By Howard Schneider
WASHINGTON (Reuters) – New data from the New York Federal Reserve shows underlying inflation may have slowed faster than the headline measures that have kept U.S. central bank officials poised for further interest rate increases.
In a research series that is now due for monthly release, the New York Fed’s so-called “multivariate core trend” measure of inflation stood at 3.5% in May, far lower than the 4.6% rate of increase for the personal consumption expenditures price index stripped of its volatile food and energy components.
A 68% probability band puts the number at near 3% at the low end, with the highest point still below 4%, possible evidence that prices may be moving more steadily towards the Fed’s 2% target than thought.
The New York Fed core trend also factors out the food and energy items that central bankers try to look beyond in assessing the direction of inflation. But it goes a step further and tries to filter out temporary shocks or price influences across the full spectrum of goods and services — such as the outsized demand for autos and other goods at the start of the pandemic.

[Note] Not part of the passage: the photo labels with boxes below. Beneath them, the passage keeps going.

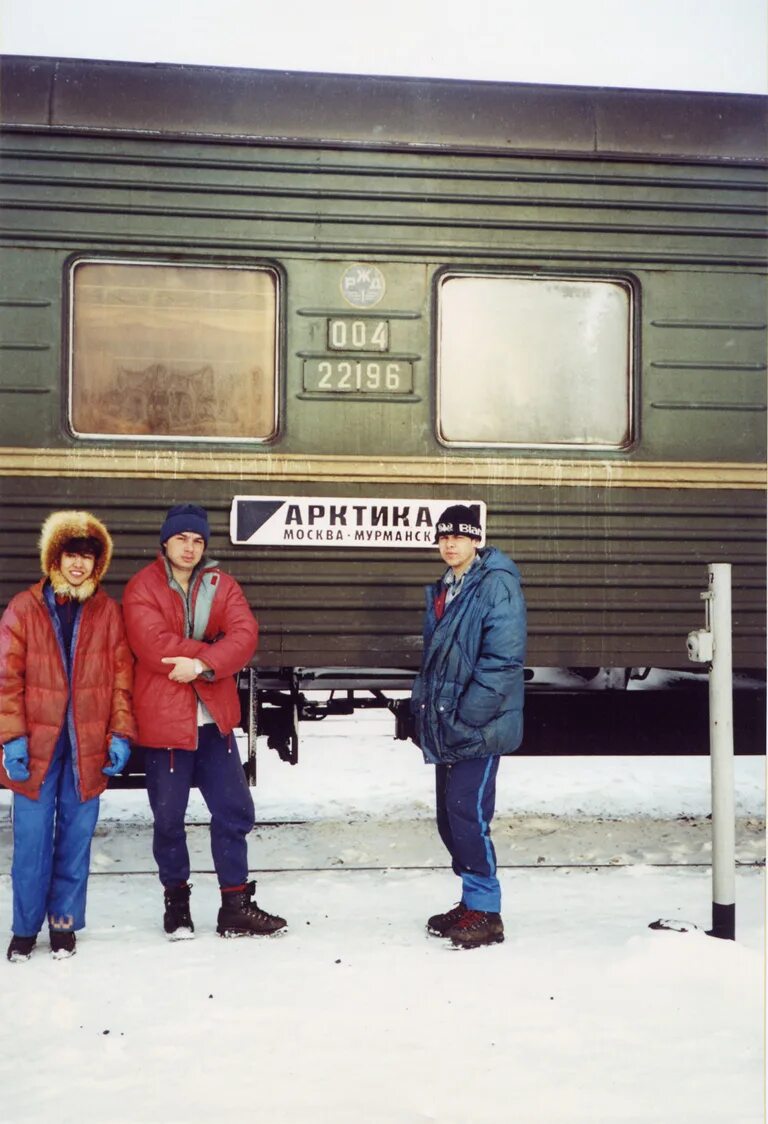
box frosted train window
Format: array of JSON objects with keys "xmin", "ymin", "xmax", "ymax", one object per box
[
  {"xmin": 437, "ymin": 273, "xmax": 632, "ymax": 448},
  {"xmin": 70, "ymin": 261, "xmax": 278, "ymax": 441}
]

The resulting model “gives more weight to sectors that have relatively few transitory shocks and less weight to sectors that have large amounts of noise,” New York Fed staffers wrote in a short blog post describing the research series, which is due to be updated monthly on the Tuesday after the release of each month’s PCE inflation data.
As examples they cite motor vehicles as a category that tends to be more susceptible to fleeting up and down price movements, and were also a key driver of early pandemic inflation.

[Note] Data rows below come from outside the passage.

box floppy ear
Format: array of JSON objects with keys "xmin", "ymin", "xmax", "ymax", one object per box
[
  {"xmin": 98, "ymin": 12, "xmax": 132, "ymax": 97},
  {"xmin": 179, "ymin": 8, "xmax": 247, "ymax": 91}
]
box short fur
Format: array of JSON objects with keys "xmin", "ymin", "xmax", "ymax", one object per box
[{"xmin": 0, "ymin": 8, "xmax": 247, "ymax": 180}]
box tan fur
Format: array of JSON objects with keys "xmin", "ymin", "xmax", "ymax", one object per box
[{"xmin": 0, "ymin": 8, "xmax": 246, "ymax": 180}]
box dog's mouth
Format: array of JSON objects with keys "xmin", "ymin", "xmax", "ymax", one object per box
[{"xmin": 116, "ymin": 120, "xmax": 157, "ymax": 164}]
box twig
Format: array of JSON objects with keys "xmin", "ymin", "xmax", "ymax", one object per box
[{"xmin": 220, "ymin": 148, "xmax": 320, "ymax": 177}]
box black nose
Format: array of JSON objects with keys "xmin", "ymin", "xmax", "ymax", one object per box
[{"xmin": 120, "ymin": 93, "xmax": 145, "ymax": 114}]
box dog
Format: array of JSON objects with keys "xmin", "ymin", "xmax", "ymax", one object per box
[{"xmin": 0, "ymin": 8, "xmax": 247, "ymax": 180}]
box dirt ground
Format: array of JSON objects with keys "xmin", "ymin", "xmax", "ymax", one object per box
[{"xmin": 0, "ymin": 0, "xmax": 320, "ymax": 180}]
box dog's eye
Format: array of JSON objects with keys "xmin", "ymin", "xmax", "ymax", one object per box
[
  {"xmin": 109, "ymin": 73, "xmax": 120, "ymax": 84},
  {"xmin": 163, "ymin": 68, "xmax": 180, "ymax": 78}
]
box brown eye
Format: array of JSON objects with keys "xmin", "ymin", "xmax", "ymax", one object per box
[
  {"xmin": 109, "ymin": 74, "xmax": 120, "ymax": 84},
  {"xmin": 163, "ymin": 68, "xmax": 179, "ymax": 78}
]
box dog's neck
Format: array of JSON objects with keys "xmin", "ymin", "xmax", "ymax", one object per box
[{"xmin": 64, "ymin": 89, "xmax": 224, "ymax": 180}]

Housing, the staffers noted, is by contrast one of the “high signal value” items that gets more weight in the model and has recently been pulling the New York Fed’s index lower than the headline core PCE number. That’s because recent data on rents, which have been moderating, gets incorporated faster into the New York Fed’s estimates.
From a monetary policy perspective, the new estimate could add fodder to arguments for being more cautious about further rate increases. Some policymakers have been concerned that the main measure of core inflation has shown little improvement; the New York Fed’s alternate measure suggests that may be the result of temporary factors rather than a more persistent trend.
The Fed, after holding rates steady at its June meeting, is expected to increase the benchmark policy rate by another quarter of a percentage point at its next meeting, with officials concerned about the slow progress of inflation back towards the 2% goal.